Le juge d’instruction bruxellois Jean-Claude Van Espen a procédé à la mise en inculpation de trois personnes dans le dossier d’achat d’armes au fabricant américain Smith & Wesson pour la police fédérale. L’une de ces personnes, un commissaire de police, aurait joué un rôle décisif dans la passation du marché, pour 20.000 pistolets, indiquent les quotidiens De Standaard, De Morgen, Het Nieuwsblad et La Dernière Heure. L’information a été confirmée par le parquet de Bruxelles.
BELGA/VERGULT

Des malversations et de la corruption ont entaché le marché passé fin 2010 par la police belge avec la société américaine Smith & Wesson - plutôt qu'avec la FN Herstal - pour l'achat de 20.000 nouveaux pistolets, expliquent les journaux.

Le juge d’instruction bruxellois Jean-Claude Van Espen vient de terminer l'instruction débutée en avril 2012. Il a procédé vendredi dernier à la mise en inculpation d'un intermédiaire de la société américaine, ainsi que de deux policiers impliqués dans le marché - dont un membre de la Commission d'évaluation des différentes armes en compétition.

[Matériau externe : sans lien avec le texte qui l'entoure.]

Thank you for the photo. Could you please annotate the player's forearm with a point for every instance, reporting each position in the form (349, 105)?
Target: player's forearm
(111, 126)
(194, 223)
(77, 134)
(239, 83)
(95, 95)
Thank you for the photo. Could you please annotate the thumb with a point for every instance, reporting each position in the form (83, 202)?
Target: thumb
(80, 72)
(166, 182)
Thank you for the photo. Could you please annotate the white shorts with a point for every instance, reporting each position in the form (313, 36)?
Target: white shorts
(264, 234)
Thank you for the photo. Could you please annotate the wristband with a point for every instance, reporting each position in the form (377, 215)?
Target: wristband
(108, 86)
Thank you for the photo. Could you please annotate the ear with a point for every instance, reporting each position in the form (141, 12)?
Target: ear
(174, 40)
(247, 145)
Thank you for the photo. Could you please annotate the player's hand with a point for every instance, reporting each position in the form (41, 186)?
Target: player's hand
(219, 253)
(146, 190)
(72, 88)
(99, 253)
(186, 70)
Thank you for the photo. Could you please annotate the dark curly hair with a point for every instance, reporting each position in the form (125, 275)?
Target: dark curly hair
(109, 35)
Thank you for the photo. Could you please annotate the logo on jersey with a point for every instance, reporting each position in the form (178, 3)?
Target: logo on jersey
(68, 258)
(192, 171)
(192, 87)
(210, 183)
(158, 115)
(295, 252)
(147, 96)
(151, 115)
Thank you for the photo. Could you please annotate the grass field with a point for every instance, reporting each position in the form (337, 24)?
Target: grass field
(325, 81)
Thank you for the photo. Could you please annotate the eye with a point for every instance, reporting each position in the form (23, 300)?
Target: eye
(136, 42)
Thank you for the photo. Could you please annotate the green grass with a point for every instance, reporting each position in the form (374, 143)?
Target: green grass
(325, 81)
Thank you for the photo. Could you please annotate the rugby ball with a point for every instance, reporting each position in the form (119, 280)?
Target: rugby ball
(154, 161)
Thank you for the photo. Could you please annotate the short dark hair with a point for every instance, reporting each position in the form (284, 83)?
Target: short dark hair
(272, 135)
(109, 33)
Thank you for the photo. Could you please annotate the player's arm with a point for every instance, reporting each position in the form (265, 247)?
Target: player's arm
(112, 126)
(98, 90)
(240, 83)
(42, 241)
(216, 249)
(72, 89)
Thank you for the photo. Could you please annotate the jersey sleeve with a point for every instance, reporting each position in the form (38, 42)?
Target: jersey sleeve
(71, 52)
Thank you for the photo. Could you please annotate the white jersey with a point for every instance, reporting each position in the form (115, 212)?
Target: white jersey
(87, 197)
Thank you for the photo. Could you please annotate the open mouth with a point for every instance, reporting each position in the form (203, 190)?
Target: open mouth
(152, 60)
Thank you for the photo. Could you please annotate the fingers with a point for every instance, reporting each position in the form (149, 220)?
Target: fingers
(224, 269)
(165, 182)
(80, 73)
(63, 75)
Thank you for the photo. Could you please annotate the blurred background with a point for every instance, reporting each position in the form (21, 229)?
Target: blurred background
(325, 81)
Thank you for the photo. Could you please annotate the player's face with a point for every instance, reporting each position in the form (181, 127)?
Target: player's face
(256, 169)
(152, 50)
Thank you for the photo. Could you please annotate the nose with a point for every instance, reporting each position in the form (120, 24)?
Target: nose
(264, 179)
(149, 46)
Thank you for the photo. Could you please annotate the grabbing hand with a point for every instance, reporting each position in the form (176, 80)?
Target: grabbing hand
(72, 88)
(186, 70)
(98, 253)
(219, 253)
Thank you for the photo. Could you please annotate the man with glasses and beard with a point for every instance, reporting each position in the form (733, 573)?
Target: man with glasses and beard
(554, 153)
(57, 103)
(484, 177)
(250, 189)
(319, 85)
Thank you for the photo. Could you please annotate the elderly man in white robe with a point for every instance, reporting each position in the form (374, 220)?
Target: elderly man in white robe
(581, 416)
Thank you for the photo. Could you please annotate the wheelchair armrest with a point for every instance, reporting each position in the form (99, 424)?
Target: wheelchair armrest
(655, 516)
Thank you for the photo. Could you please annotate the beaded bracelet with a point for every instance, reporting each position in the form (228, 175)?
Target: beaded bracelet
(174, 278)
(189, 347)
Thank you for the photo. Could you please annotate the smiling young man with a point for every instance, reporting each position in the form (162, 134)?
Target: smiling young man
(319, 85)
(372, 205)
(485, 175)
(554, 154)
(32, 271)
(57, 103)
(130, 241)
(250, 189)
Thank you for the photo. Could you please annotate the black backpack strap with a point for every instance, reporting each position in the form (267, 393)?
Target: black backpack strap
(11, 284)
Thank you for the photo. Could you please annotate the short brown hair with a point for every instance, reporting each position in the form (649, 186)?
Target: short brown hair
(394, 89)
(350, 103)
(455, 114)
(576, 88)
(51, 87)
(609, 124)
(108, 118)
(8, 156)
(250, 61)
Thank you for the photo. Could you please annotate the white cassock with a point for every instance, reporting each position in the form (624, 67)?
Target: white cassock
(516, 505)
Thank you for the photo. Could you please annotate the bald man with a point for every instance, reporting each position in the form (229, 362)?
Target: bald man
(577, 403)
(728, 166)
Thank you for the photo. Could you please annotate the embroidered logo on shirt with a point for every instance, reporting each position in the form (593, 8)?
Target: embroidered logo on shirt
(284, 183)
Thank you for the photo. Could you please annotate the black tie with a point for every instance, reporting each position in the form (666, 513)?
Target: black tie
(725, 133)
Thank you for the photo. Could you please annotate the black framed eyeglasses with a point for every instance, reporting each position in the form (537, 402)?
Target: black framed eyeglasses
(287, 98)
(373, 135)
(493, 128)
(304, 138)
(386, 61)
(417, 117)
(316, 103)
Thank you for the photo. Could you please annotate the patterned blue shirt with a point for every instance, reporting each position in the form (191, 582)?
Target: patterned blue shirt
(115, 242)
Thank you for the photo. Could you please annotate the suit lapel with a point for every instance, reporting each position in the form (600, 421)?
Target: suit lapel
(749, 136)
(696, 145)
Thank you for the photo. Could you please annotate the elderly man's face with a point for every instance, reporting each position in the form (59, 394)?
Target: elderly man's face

L'intermédiaire de Smith & Wesson, un résidant luxembourgeois, est inculpé de corruption active, de faux et usage de faux en écriture ainsi que d'entrave à la liberté des marchés publics.

L'un des policiers est un commissaire, dont le rôle a été décisif dans la passation du marché. Il est inculpé de faux et usage de faux, d'entrave à la liberté des enchères et de corruption passive. Quant à son collègue, qui siégeait dans la Commission technique, il est inculpé de faux et usage de faux.